The goal of the project is to implement a classifer for time series human activity. The data from wearable sensor are used for human activity recognition of simple activities and postural transitions.
Ressources
Data Management
Model Building
Conclusion
- The dataset used can be found here
The project includes 2 jupyter Notebook files:
- dataset_creation.ipynb
- main.ipynb
The first notebook handles the data visualisation and the datasets creation. The second one compute the machine learning parts.
The first step is to load the data from the original dataset. As mention is the assigment requierement, only the data from the right wrist sensor should be used to perfrom the classification. This sensor data is store in the files partX/partXdev2.csv
, so only these files need to be loaded. As required, after the data loaded, only the actvities 1 to 5 are kept in the dataset.
A first plot is used to simply see the raw data and their associated label.
Then I checked if the data was properly distrubuted between the classes.
As we can see some activities were performed more times than some other ones (Activity 1 compared to Actvity 2 or 3). But when we look at the total time spent to perform the activities its more equitable, so no real need to weitgh the classes.
Lastly, the repartition of the different classes across the candidate is chacked to make sure that the activities are well distributed all over the dataset.
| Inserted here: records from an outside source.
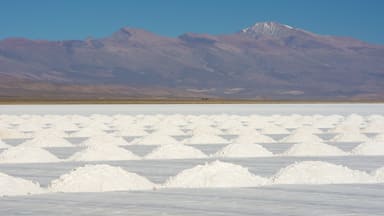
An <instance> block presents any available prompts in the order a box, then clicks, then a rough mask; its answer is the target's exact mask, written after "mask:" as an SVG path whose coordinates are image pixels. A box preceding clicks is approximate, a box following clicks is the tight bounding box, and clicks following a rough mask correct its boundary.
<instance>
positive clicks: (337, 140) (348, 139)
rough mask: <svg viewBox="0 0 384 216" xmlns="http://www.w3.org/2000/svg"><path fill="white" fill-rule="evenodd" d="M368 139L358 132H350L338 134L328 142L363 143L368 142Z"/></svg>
mask: <svg viewBox="0 0 384 216" xmlns="http://www.w3.org/2000/svg"><path fill="white" fill-rule="evenodd" d="M368 140H369V138H368V137H367V136H365V135H364V134H361V133H360V132H358V131H351V132H348V133H342V134H338V135H336V136H335V137H333V138H332V139H331V140H330V141H332V142H364V141H368Z"/></svg>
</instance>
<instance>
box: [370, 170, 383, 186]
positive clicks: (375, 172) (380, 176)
mask: <svg viewBox="0 0 384 216" xmlns="http://www.w3.org/2000/svg"><path fill="white" fill-rule="evenodd" d="M373 176H374V177H375V178H376V181H377V182H379V183H384V167H381V168H379V169H377V170H376V171H375V172H374V173H373Z"/></svg>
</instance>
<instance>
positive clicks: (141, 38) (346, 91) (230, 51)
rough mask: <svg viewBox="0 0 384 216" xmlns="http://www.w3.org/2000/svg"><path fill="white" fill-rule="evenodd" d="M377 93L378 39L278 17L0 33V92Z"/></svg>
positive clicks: (380, 68) (29, 94) (234, 94)
mask: <svg viewBox="0 0 384 216" xmlns="http://www.w3.org/2000/svg"><path fill="white" fill-rule="evenodd" d="M28 98H39V99H47V100H51V99H64V100H72V99H75V100H77V99H87V100H94V99H95V100H96V99H99V100H108V99H111V100H112V99H119V100H120V99H121V100H125V99H135V98H141V99H143V98H144V99H247V100H260V101H262V100H333V101H335V100H341V101H349V100H353V101H358V100H365V101H366V100H383V99H384V46H380V45H372V44H368V43H366V42H363V41H359V40H356V39H353V38H347V37H334V36H324V35H318V34H314V33H311V32H309V31H306V30H303V29H298V28H295V27H291V26H289V25H285V24H280V23H277V22H261V23H256V24H255V25H253V26H250V27H248V28H245V29H243V30H240V31H238V32H235V33H233V34H228V35H208V34H195V33H185V34H183V35H180V36H179V37H177V38H169V37H163V36H158V35H156V34H153V33H151V32H148V31H145V30H141V29H134V28H129V27H123V28H121V29H120V30H118V31H117V32H115V33H113V34H111V36H109V37H106V38H99V39H92V38H88V39H85V40H64V41H45V40H28V39H22V38H8V39H4V40H0V100H8V99H12V100H17V99H28Z"/></svg>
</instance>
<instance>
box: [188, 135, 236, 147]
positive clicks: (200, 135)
mask: <svg viewBox="0 0 384 216" xmlns="http://www.w3.org/2000/svg"><path fill="white" fill-rule="evenodd" d="M182 142H183V143H184V144H189V145H201V144H227V143H229V142H228V140H226V139H224V138H222V137H220V136H217V135H213V134H206V133H199V134H194V135H193V136H192V137H189V138H186V139H184V140H183V141H182Z"/></svg>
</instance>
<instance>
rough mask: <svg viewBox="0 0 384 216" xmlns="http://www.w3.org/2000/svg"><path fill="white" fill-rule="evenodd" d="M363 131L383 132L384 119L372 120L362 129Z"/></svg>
mask: <svg viewBox="0 0 384 216" xmlns="http://www.w3.org/2000/svg"><path fill="white" fill-rule="evenodd" d="M362 132H363V133H383V132H384V121H372V122H370V123H368V125H367V126H366V127H365V128H364V129H363V130H362Z"/></svg>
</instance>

After dropping the useless columns (Timestamp and ID) and splitting the dataset (80% for training and 20% for testing), I created windows from the data. More precisly rolling windows to optimise the amount of data available for the training. All the windows overlapping two activities are removed. Each window is associated to one label corresponding to the activity number. A hot-encoding is performed on the label dataset to fit the classifier outputs. The size of the window is defined according to the length of recording it represents. This research paper defined the best window sizes between 0.25s and 2s. To better find the optimal window size for each model, 4 datasets are created. Each of them having a different window size. As the sensors recorded data at around 52Hz, the size of the windows are defined as following:
- Dataset 1: Window size = 13 measures (around 0.25s)
- Dataset 2: Window size = 26 measures (around 0.50s)
- Dataset 3: Window size = 52 measures (around 1.00s)
- Dataset 4: Window size = 104 measures (around 2.00s)
I first tried to train with an LSTM as its a model developped for this kind of cases. It can easily find dependencies from sequence.
I performed hyperparameters tuning on the number of units in the LSTM layer (from 32 to 256) and on the dropout value (from 0.2 to 0.5).
With this model the training accuracy can be very high (aboce 0.97) but the validation accuracy stay between 0.60 and 0.65.
According to this paper, a special CNN architecture provide good results for human activities recognition. The architecture is defined as the following:
Then I tried with a CNN-LSTM where some features will be first extracted by the CNN, and then the LSTM will learn how to classify from these features. I performed hyperparameters tuning on the number of units in the LSTM layer (from 32 to 256), the dropout value (from 0.2 to 0.5) after the LSTM layer and the number of filters in the Conv layers (32 or 64). I observed kinda the same results than with the LSTM.
The 3 models probably overfitted regarding the validation accuracy, even after some hyperparameter tuning. A lead would be to manually compute some features from the raw data and feed to models with these features.